AI for Art: Use Cases for You
How can you use that artificial digital painter? Does all that have any value except for the aesthetical one? Here come several ideas!
AI art for business
Yes, it’s already used for business purposes. For instance, Unsplash is a popular website where people can find free stock photos. It cooperates with AI artists who generate new material for the site. The artists get revenue from each download (or they may receive a one-time fee).
Another example is EditThisCookie, a Google Chrome extension. The company behind it used GAN to create new icons for the product and generated around 50k variations. That helped them get featured on ProductHunt, which led to an increase in installs and, as a result, more customers.

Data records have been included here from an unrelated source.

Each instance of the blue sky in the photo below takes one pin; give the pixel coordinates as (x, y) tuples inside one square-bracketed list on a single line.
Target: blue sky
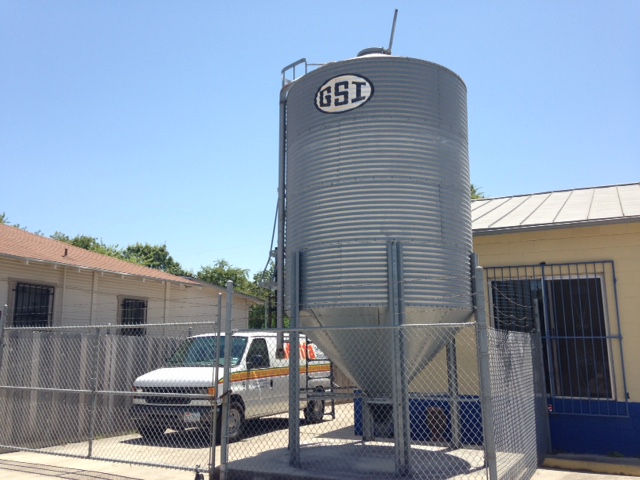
[(157, 122)]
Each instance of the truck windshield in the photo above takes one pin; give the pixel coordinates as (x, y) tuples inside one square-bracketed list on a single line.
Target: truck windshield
[(201, 352)]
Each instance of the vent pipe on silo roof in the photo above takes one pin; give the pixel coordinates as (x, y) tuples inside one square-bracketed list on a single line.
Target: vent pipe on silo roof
[(382, 50)]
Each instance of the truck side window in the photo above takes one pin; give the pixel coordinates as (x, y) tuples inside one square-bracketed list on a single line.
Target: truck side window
[(258, 355)]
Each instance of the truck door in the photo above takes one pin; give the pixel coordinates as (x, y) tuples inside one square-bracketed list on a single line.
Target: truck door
[(258, 399)]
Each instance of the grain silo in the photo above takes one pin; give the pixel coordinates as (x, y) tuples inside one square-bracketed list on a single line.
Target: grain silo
[(375, 186)]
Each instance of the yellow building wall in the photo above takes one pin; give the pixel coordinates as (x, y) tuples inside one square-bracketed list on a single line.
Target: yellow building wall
[(619, 243)]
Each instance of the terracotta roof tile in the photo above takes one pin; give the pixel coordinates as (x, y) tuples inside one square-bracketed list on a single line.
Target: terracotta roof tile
[(29, 246)]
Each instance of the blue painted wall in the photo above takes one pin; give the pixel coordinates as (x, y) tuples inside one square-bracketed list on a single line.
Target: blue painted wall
[(610, 433), (601, 435)]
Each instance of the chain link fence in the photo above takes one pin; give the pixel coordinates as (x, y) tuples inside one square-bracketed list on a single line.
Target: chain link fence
[(70, 391)]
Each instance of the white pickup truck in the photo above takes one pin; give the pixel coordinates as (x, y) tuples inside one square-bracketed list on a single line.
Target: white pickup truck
[(259, 384)]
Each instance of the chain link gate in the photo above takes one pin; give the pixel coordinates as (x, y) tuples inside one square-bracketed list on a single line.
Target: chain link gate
[(78, 383), (68, 391)]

Moreover, AI-generated visuals can be the #1 option for business website design. Such tools let you create unique, high-quality pieces representing your brand and bringing in the WOW effect. With a bit of editing and maybe even animation, such images will make Google show your website in the first place.
AI art for house decoration creation
We can perceive this idea as part of business, but AI creates products you sell here. That might be an amazing additional service by home designers, architects, and real estate agents. How does it work?
Suppose you go to a meeting with an architect who designs your future home. You enter the office and see a digital painting on the wall that shows what your house will look like after it’s built. The architect says they’ve used AI to create that piece using your requirements and ideas. Of course, you can change anything you don’t like or add new things immediately.
That would be a WOW moment for potential customers!
AI art for exhibitions and museums
Some people believe that AI-generated art should never be exhibited in museums as it’s not “true” art. However, we disagree. The result of using AI for art creation is an amazing piece that may express new feelings, provoke certain emotions, and make people think about the boundaries between human and machine creativity.
Besides, it’s not like AI will replace artists any time soon. The truth is that both humans and machines have their pros and cons when it comes to art. So it would be great to see an exhibition that shows what each of them is capable of!
Some museums already use AI-generated art. For instance, in 2018, the Harvard Art Museums exhibited a portrait created by an AI. The image was based on 15,000 portraits from the 16th to 20th centuries. That was the first time an AI-generated piece was shown in any Ivy League institution.
As you can see, many ways to use AI for art exist. And we believe this field will only keep developing in the future! After all, it’s not just about creating new pieces or improving existing ones. It’s also about how AI-generated art can help businesses and people in their everyday lives.